This rule says to hang onto the winners right until the last minute, selling just as the year ends so that the next day and weeks you don't get run over by those who deferred selling for tax reasons or who hang onto the position to look good to clients by having the "winner" show up in their holdings. While this usually works, I am taking the advice of the legendary George Costanza and doing the opposite.

2012 isn't an ordinary year. With pending tax-law changes, people are selling. The maximum long-term gains is scheduled to jump from 15% to 20%, while ordinary income tax-rates that govern short-term gains taxes will likely rise for the highest brackets. While there is no penalty for just buying back (to book the gain at the low tax-rate but keep your stock), these stocks aren't finding that re-bid apparently. There's no exit survey when people sell stocks, so it's impossible to know their full thinking, but I do believe that the expectation of higher taxes is playing a role.

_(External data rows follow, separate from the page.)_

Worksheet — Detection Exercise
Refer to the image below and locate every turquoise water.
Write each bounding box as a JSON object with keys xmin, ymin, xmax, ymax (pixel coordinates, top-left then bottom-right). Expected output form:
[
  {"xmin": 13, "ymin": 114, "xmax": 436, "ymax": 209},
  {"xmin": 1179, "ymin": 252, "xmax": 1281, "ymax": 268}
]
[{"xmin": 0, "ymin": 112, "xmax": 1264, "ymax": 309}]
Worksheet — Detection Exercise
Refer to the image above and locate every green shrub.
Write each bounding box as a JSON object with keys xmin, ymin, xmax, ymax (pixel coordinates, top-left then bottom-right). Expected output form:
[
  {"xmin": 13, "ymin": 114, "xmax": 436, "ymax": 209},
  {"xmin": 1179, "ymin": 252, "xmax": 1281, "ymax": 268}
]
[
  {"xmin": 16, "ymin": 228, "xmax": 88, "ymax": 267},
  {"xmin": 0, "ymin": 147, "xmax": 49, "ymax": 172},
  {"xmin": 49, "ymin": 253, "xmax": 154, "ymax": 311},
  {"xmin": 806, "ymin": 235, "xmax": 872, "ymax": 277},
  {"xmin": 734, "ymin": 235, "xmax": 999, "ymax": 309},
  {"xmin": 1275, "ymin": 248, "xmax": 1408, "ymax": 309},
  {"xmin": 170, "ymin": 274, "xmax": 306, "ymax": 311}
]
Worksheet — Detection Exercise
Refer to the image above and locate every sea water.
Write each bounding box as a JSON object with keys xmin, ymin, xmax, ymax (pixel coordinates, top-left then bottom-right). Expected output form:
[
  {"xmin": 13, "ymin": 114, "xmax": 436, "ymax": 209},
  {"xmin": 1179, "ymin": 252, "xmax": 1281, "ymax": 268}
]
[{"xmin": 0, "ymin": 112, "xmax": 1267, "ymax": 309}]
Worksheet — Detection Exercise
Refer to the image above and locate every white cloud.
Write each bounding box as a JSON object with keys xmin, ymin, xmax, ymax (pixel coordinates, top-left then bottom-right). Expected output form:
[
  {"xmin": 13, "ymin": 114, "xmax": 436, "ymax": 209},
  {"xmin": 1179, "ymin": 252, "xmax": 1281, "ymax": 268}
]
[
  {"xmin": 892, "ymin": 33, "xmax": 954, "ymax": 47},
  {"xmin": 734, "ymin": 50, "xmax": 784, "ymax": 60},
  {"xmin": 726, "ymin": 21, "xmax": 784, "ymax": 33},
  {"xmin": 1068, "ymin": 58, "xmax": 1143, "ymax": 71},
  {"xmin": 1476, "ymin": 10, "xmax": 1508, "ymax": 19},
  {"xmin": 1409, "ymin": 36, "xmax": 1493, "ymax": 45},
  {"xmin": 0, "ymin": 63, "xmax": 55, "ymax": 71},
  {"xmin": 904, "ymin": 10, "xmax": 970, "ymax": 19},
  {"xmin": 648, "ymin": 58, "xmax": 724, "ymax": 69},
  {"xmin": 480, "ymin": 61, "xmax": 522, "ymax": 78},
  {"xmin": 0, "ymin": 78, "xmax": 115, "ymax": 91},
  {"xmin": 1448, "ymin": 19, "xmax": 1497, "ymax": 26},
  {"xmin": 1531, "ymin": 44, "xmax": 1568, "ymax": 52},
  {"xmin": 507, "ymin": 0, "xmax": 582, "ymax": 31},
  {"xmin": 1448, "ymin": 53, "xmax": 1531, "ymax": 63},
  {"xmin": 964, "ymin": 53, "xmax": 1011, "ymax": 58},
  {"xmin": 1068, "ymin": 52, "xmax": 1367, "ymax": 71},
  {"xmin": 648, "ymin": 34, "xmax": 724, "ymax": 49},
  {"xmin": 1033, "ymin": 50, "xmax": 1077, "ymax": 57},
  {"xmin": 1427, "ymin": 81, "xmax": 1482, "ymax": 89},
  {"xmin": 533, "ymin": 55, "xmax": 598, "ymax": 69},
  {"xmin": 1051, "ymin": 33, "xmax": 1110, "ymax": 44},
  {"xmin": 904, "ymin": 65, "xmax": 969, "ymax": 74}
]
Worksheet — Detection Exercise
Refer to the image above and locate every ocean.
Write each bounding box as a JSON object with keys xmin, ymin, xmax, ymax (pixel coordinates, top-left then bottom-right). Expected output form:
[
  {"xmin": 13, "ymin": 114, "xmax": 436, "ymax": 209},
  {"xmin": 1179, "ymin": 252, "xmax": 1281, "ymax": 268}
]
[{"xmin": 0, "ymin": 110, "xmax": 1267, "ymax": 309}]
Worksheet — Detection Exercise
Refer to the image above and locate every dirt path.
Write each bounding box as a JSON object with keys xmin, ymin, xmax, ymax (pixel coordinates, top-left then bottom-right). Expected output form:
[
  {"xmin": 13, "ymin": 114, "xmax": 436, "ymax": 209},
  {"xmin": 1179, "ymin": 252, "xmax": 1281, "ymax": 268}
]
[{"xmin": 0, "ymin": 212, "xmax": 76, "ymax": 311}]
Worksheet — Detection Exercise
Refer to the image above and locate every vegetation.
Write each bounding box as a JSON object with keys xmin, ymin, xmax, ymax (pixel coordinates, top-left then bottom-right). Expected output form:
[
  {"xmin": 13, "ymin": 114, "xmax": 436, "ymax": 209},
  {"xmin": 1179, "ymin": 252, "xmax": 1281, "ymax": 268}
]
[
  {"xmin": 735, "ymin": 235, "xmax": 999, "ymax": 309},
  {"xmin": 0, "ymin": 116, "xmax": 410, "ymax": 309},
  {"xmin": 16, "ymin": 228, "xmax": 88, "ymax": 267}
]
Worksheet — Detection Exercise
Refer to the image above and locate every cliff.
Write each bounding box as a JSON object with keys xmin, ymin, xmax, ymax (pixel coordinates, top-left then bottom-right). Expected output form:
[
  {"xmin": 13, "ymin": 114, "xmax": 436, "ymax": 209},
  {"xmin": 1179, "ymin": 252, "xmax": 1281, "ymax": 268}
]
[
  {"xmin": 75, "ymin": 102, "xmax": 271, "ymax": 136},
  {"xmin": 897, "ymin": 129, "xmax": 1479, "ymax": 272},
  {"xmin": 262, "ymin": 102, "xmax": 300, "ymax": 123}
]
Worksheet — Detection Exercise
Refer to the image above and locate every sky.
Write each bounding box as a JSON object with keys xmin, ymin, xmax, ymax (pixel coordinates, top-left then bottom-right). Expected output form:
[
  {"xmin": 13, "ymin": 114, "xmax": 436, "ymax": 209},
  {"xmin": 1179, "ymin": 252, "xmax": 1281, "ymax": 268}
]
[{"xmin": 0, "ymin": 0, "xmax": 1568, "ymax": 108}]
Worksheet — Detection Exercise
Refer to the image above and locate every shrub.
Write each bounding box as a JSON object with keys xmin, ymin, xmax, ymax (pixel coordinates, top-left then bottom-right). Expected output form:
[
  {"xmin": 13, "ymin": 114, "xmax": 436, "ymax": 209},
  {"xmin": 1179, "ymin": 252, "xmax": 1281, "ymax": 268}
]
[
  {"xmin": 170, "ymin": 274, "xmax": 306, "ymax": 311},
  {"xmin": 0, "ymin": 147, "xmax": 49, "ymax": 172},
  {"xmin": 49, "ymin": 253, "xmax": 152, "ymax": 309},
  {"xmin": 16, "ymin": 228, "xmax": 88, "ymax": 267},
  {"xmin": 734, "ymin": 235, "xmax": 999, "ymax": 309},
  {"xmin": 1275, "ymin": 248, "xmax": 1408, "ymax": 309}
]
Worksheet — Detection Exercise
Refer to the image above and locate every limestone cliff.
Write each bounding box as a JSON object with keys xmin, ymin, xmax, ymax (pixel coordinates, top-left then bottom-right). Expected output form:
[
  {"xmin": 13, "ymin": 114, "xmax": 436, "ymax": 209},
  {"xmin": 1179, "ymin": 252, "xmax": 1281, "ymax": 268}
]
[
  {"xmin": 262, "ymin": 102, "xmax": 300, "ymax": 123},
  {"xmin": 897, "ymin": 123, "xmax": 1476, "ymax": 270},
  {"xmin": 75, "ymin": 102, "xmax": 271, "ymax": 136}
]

Here's an example of a stock that I sold last week from my Top 20 Model Portfolio: Middleby (MIDD). I love the fundamental outlook, which is basically a highly focused company continuing to ride a long-term trend of restaurants upgrading their kitchens for faster cooking, less labor and increased energy efficiency while adding a whole new category of food processing (primarily for emerging markets). With that said, the last quarter was solid but didn't lead to a substantive boost to earnings estimates, and the chart looks vulnerable in this Costanza world:


(Click to enlarge)

This is a short-term gain for the model, as we got involved in June just below $100 right before it emerged from the six-month base. For many investors, though, it's a long-term gain - it bottomed near 20 in early 2009. The valuation is high, as the stock trades at about 18X 12-month forward estimated EPS. My guess is that the stock could grow EPS 15% or so and trade to 20-21X, so I would hope to get back in at a lower price or in a few months. For now, though, this seems like the kind of stock that the market likes to slam.

Perhaps my decision was a bit easier because the stock seemed a bit overextended to me (note how long it's been since the 50dma crossed the 200dma). It was also pretty easy to find a replacement stock, with the name I selected down 1/3 since hitting an all-time high in July. If you want to know what we bought, you can read my article that I shared in March. Hopefully our patience, which allowed a better entry, will be rewarded.

Most likely, MIDD isn't an example that resonates with you, as the chances are you aren't familiar with the company. I quickly screened the S&P 500 for some other potential accidents waiting to happen. There are 15 stocks (3%) that are both up 20% or more YTD and still within 4% of their 52-week high. I took a quick look for some of the best examples among them - these aren't sell recommendations, but they sure have the characteristics of stocks that would ordinarily be safe for the next 42 days or so:

  • Cabot Oil & Gas (COG) was last year's best stock in the index and is up another 26% in 2012. It looks extended and is trading at what appears to be a high valuation. Plus, have you looked at other E&P stocks lately?
  • Home Depot (HD) looks extended and is up 48% this year, with its 18PE rather steep compared to its history over the past decade, especially considering that its margins are at the highs
  • Sherwin-Williams (SHW) is up 70% this year and has the highest valuation since 1998 at 20PE. Yes, I saw the big acquisition.
  • Visa (V) is up 41% this year and over 100% over the past two years, again at a relatively high PE for the stock of 20X

This is obviously more of a tactical rather than strategic call. The fundamental stories here might be strong enough that you can resist the urge to sell. If you own some of these high-flyers, it might be worth it to be cautious about adding. In a year like this, there are likely plenty of losers to offset any gains that you may not want to take. George Costanza quickly reverted to his old ways after that single episode when he chose to go against his instincts, and I expect that this will be the one year where I agree as far as not waiting until 12/31 to exit winners for the seasonal trade.